J’attendais énormément de la projection du film brésilien en compétition Dry Ground Burning. Celui-ci peut être vu comme l’équivalent en 2022 du travail de Pedro Costa d’il y a vingt ans. Quand Cinéma du réel décide de montrer Dans la Chambre de Wanda en 2000, c’est un geste de programmation qui est très fort, dont je me souviens encore et que je souhaitais célébrer en invitant Pedro Costa en 2020. Le film Dry Ground Burning est avant tout une fiction. Celle-ci travaille l’émancipation des personnes et le documentaire interrompt cette prise de pouvoir. Passer ce type de films permet d’en finir avec la notion d’hybridité, désuète selon moi. J’attendais donc beaucoup de cette séance et je n’ai pas été déçue car le public était présent, le film a été repris par la presse et il a reçu le Grand Prix, c’est formidable !

La venue de Sergueï Loznitsa était très touchante aussi car la projection de Mr. Landbergis aurait dû être une soirée festive pour célébrer l’anniversaire de l’indépendance de la Lituanie et fut l’occasion d’un discours poignant du réalisateur. [sur la guerre en Ukraine]

Le cinéaste Jean-Marie Teno
Le cinéaste Jean-Marie Teno pendant la séance d’Afrique, je te plumerai ©Dao Bacon

Quelles relations le festival entretient-il avec le monde des bibliothèques pour cette édition 2022 ?

Il y a beaucoup de points de rencontres entre le festival et les bibliothèques.

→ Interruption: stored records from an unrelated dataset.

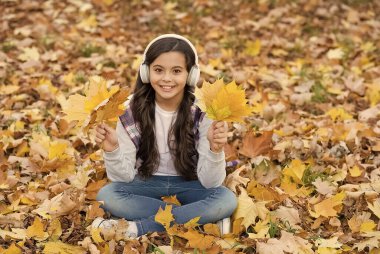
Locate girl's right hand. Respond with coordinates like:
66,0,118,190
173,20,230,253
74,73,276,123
95,123,119,152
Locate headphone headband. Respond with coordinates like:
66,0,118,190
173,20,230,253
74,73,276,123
141,34,199,66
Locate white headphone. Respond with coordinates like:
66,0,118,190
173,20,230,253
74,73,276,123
139,34,200,87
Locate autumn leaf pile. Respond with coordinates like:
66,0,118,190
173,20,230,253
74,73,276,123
1,0,380,253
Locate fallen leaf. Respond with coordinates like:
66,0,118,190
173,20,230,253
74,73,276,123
183,228,215,250
154,205,174,230
325,108,353,121
309,192,346,218
244,39,261,57
224,165,250,193
26,217,49,241
43,241,86,254
368,199,380,219
327,48,344,60
239,131,273,158
161,195,181,206
233,187,269,229
282,159,306,185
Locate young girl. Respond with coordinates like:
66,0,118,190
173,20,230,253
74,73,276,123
93,34,237,238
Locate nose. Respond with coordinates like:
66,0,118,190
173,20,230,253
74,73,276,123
162,71,172,82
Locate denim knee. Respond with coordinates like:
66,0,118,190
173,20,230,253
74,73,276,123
219,186,238,217
96,183,113,202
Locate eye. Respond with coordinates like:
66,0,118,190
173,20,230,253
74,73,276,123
173,69,182,74
154,68,162,73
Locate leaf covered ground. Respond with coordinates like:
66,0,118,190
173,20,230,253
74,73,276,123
1,0,380,253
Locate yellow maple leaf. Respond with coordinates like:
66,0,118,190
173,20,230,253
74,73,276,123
194,79,224,112
77,15,97,31
282,159,307,185
309,192,346,218
82,86,130,133
43,241,86,254
248,181,285,202
280,176,313,198
84,77,118,110
183,228,215,250
233,188,269,229
161,195,181,206
36,78,58,97
360,220,376,233
154,205,174,230
325,108,353,121
349,165,362,177
366,83,380,106
194,79,253,122
184,217,201,229
48,141,68,160
63,72,76,87
47,218,62,241
244,39,261,57
2,243,22,254
249,218,270,239
62,76,129,131
203,223,221,237
26,217,49,241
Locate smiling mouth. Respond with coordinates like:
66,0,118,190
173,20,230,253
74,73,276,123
160,85,175,91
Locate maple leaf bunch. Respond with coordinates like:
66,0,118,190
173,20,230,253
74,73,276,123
194,79,253,122
61,76,130,132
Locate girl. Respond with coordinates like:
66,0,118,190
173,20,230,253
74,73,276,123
93,34,237,238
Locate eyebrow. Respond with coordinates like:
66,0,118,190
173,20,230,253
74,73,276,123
152,64,184,69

Déjà le Prix des bibliothèques, constitué d’un jury de 3 bibliothécaires accompagné par un professionnel du cinéma (cette année Matthieu Chatellier), récompense un film tous les ans. Le Prix est doté par le Ministère et le film est acheté par la Bpi. Cette année, c’est le film Nous étudiants de Rafiki Fariala qui l’a remporté et nous sommes très contents car c’était le seul film africain en compétition. 

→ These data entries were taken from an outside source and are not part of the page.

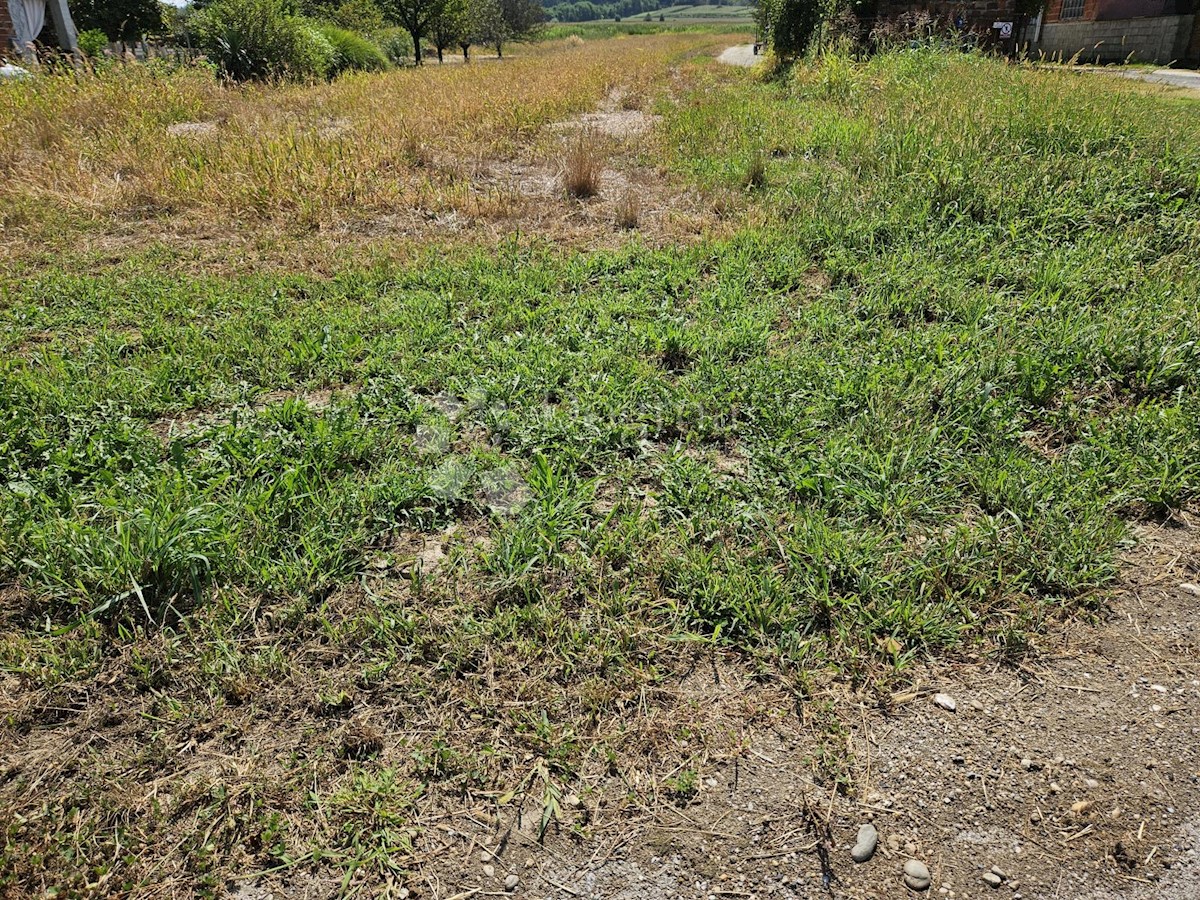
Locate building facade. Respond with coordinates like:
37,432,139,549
871,0,1199,63
1036,0,1198,63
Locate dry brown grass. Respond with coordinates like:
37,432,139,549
614,185,640,228
561,128,604,199
0,34,729,241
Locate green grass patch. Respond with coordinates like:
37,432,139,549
1,42,1199,896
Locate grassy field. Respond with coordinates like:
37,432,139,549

Une formation professionnelle est également organisée tous les ans par l’association Images en bibliothèques pendant le festival. Les professionnels viennent trois jours sur le festival, regardent des films en salles et rencontrent des cinéastes. Cela peut être un temps de formation important pour les bibliothécaires. Elle était accompagnée cette année par Stéphane Mercurio.

Il y a aussi la commission d’Images en bibliothèques qui labellise des films issus de la compétition qui pourront être diffusés par les bibliothèques. Enfin, nous organisons des circulations gratuites de films en compétition dans les bibliothèques entre avril et juin en partenariat avec La cinémathèque du documentaire et Images en bibliothèques. 

Le festival est né à la Bpi et est organisé en grande partie par cette bibliothèque. Il existe donc une relation privilégiée entre Cinéma du réel et le monde des bibliothèques. De manière générale, la constitution de collections audiovisuelles documentaires et la diffusion de ces films font partie des missions des bibliothécaires. Sans oublier que les documentaires sont facilement classables de manière encyclopédique autour de sujets thématiques. Le festival étant avant tout dédié au cinéma, l’idée est d’insuffler une vision davantage artistique du cinéma documentaire aux bibliothécaires.

Deux films primés par les bibliothécaires depuis votre arrivée sont disponibles sur la plateforme, Laissez brûler (primé en 2019) et Paysages résistants (primé en 2021) serait-il possible d’en dire quelques mots afin de donner envie à nos spectateurs ?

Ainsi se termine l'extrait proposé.